Après la vénération des saintes reliques, on ne s'attardait pas dans la cour du monastère : soupes, potée, volailles, cochonailles, tartes et gaufres, le tout arrosé du vin de pays des coteaux du Cras, attendaient famille et parenté. Malgré quelques petites bisbilles à propos de la répartition des offrandes de messes, le prieur recevait le curé de Bleurville à sa table, avant de reprendre la route de Nancy dans deux jours après avoir dit la messe de Requiem pour les fondateurs du monastère et les défunts de la paroisse. Le village résonnait des réjouissances profanes : le repas rassemblait la famille élargie autour du cochon qui avait été sacrifié quelques jours auparavant. Les réjouissances allaient se prolonger jusque fort tard dans la soirée, interrompues par les incontournables travaux de la ferme. Dans certaines granges, on pouvait même entendre un violoneux qui jouait quelques airs entraînants, invitant la jeunesse à quelques danses endiablées... Mais attention au courroux du curé Duparge qui tonnera en chaire dimanche prochain contre les adeptes de ces danses sataniques.

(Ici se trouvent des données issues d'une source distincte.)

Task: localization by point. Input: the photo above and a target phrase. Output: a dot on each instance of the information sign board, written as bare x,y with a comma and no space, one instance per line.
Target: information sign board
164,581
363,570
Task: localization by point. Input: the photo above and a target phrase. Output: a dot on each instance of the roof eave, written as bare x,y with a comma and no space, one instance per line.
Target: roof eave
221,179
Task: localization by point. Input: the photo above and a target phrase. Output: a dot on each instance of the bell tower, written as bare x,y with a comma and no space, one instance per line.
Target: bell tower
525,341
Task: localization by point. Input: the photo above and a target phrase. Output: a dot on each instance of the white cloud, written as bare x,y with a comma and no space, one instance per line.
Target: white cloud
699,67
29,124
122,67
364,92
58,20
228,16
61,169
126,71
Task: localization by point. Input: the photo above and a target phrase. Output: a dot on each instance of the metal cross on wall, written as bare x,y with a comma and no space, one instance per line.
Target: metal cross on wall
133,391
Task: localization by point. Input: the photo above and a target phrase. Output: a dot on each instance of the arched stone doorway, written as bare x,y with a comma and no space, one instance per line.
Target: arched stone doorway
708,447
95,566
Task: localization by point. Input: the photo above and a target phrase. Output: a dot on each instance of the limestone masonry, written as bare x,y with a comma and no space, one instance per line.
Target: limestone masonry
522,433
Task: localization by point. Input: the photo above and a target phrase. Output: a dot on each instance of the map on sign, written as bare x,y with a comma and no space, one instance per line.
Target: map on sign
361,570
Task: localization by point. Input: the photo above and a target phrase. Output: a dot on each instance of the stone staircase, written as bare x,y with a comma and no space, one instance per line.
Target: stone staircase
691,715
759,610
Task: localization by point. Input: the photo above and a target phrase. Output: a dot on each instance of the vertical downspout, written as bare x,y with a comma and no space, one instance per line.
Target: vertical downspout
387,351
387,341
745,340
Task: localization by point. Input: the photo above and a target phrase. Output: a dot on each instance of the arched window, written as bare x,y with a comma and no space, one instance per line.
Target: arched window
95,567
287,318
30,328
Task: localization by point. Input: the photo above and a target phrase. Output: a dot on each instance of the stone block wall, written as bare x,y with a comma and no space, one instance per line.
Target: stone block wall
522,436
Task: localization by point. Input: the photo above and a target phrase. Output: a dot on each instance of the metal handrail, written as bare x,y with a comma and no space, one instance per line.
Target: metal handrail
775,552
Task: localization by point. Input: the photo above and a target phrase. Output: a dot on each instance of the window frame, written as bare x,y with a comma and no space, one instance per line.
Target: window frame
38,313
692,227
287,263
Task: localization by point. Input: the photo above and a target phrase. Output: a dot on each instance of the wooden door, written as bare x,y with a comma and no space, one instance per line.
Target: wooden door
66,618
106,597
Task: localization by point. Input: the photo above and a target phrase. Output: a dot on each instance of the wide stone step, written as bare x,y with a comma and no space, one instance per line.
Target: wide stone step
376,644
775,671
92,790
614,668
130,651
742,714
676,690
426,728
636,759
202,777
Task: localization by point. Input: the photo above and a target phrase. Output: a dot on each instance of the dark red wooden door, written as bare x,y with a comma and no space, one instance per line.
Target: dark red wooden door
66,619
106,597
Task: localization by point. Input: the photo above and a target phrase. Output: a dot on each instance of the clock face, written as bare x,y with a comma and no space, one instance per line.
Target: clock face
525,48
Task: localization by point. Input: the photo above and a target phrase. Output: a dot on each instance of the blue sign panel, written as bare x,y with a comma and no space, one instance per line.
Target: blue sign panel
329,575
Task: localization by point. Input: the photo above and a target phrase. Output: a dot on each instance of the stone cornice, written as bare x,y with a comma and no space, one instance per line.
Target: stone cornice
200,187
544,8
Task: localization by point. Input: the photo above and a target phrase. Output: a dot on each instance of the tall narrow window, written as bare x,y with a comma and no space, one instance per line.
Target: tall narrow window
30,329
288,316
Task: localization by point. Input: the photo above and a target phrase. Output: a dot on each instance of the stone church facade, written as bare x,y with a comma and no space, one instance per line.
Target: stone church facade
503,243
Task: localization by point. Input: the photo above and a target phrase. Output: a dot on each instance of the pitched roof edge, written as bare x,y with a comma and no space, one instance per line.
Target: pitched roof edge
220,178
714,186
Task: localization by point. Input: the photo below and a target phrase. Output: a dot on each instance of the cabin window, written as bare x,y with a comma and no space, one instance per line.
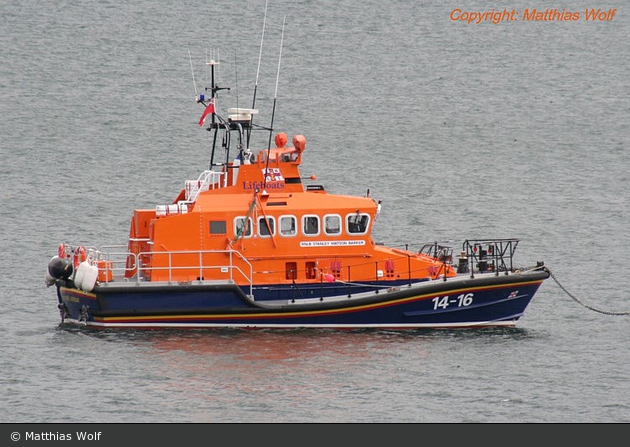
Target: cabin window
266,227
310,225
332,224
311,270
218,227
242,227
357,223
288,226
291,270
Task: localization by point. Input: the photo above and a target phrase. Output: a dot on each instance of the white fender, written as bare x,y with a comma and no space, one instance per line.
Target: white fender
80,274
89,279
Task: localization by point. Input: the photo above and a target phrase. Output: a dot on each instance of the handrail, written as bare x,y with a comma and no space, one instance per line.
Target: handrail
206,180
118,263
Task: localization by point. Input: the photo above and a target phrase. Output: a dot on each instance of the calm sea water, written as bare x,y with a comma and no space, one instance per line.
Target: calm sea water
517,129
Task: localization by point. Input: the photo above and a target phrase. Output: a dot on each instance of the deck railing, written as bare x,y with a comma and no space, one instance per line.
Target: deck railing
116,265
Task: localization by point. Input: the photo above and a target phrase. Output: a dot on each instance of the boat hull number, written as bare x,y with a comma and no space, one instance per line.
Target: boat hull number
444,302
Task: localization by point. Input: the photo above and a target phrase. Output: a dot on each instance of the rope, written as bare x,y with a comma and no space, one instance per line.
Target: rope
582,304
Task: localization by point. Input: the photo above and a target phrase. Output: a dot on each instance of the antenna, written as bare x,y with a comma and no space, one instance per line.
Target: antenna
193,73
275,97
262,38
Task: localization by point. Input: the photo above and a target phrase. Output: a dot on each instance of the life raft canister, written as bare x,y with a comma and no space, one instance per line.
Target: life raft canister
79,256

Cette évocation historique d'un moment festif de notre village n'est pas qu'une pure invention : ces moments de la fête patronale de saint Maur au début du XVIIIe siècle ont été reconstitués à partir des témoignages laissés dans les archives. Ils se renouvelleront à peu près dans les mêmes conditions jusqu'à la fin du XXe siècle : en effet, la paroisse de Bleurville honorera avec fidélité, son second saint patron – après saint Pierre aux Liens – chaque 15 janvier. Certes, la ferveur religieuse s'émoussa au fil des ans, mais la tradition se perpétua malgré tout jusqu'au début des années 1990 avec le repas familial et le bal populaire.

Désormais, la fête de saint Maur fait partie des souvenirs et du substrat commun que les anciens racontent avec nostalgie aux jeunes générations accaparées par les futilités matérielles et consuméristes de ce XXIe siècle. La communauté y a sûrement perdu en cohésion et en "vivre ensemble"...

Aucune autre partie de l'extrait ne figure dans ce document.